# $a^m + b^n \equiv 1 \mod ab$ for some $m,n$

If $a$ and $b$ are relatively prime integers, then there exist integers $m$ and $n$ such that $a^m + b^n \equiv 1 \mod ab$ . How do I show this to be true? (Artin's Algebra problem 11.1.16)

• My answer is $$a^{\phi(b)}+b^{\phi(a)}\equiv1\mod ab$$

• Because

$$a^m+b^n\equiv1\mod ab$$ $$\Longleftrightarrow a^m+b^n\equiv1\mod a \text{ and } a^m+b^n\equiv1\mod b$$ $$\Longleftrightarrow b^n\equiv1\mod a \text{ and } a^m\equiv1\mod b \text{ ,}$$

then from Euler's theorem, we just need $n=\phi(a)$ and $m=\phi(b)$.

• When is your assumption right? Firstly, we denote $\sigma_m(x)=\min\{d:x^d\equiv1\mod m\}$. Then get the conclusion that your assumption is right if and only if $\sigma_a(b)|a-1$ and $\sigma_b(a)|b-1$.

Hint. Set $m=\phi(b), n=\phi(a)$ and use Eulers theorem.

Since $a$ and $b$ are coprime, the Chinese Remainder Theorem gives that $$\mathbb Z/ab\mathbb Z \simeq \mathbb Z/a\mathbb Z \times \mathbb Z/b\mathbb Z$$ via the homomorphism $[x]_{ab} \mapsto ([x]_a,[x]_b)$, were $[x]_k$ denotes the equivalence class of $x$ in $\mathbb Z/k \mathbb Z$.

Hence $$[a^m+b^n]_{ab}=[1]_{ab} \iff ([b^n]_a,[a^m]_b)=([1]_a,[1]_b).\,\,\,\, (*)$$

Since $\gcd(a,b)=1$, $[b]_a$ is a generator for $\mathbb Z/a\mathbb Z$; similarly, $[a]_b$ is a generator for $\mathbb Z/b\mathbb Z$. From this, we can choose $n$ and $m$ so that the right hand side of $(*)$ is satisfied.

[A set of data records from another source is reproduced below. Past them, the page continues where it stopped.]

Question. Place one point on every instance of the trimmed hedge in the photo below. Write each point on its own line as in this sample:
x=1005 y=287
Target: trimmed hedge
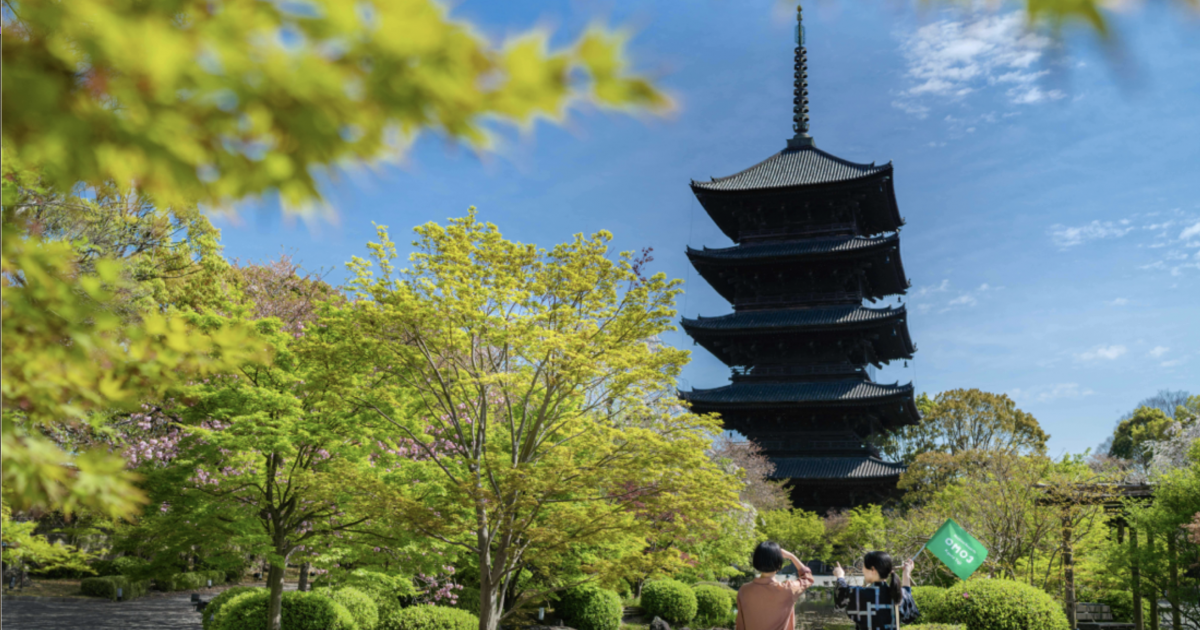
x=301 y=611
x=363 y=609
x=429 y=618
x=930 y=604
x=210 y=612
x=1001 y=605
x=713 y=605
x=191 y=581
x=591 y=607
x=389 y=592
x=671 y=600
x=107 y=586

This also shows that, to prove that $n=a-1$, $m=b-1$ are solutions, it suffices show that $a^{b-1}\equiv 1 \pmod{b}$ and $b^{a-1}\equiv 1 \pmod{a}$. This is true if $a$ and $b$ are primes, since the groups of units in $\mathbb Z/a \mathbb Z$ and $\mathbb Z/b \mathbb Z$ have orders $\phi(a)=a-1$ and $\phi(b)=b-1$, respectively (here, $\phi$ is Euler's totient function). But this need not hold if $a$ or $b$ is composite: take $a=6$, $b=5$. Then

$$6^4+5^5=4421,$$ which is not congruent to $1 \pmod{30}$.

Since $a$ and $b$ are coprime, there exist $m,n > 0$ such that $$a^m \equiv 1 \pmod b \quad \text{and} \quad b^n \equiv 1 \pmod a$$ Now we have $$\begin{cases} a^m + b^n \equiv 0 + 1 \equiv 1 \pmod a \\ a^m + b^n \equiv 1 + 0 \equiv 1 \pmod b \end{cases}$$ so you can apply the Chinese remainder theorem to get $$a^m + b^n \equiv 1 \pmod{ab}$$ as required.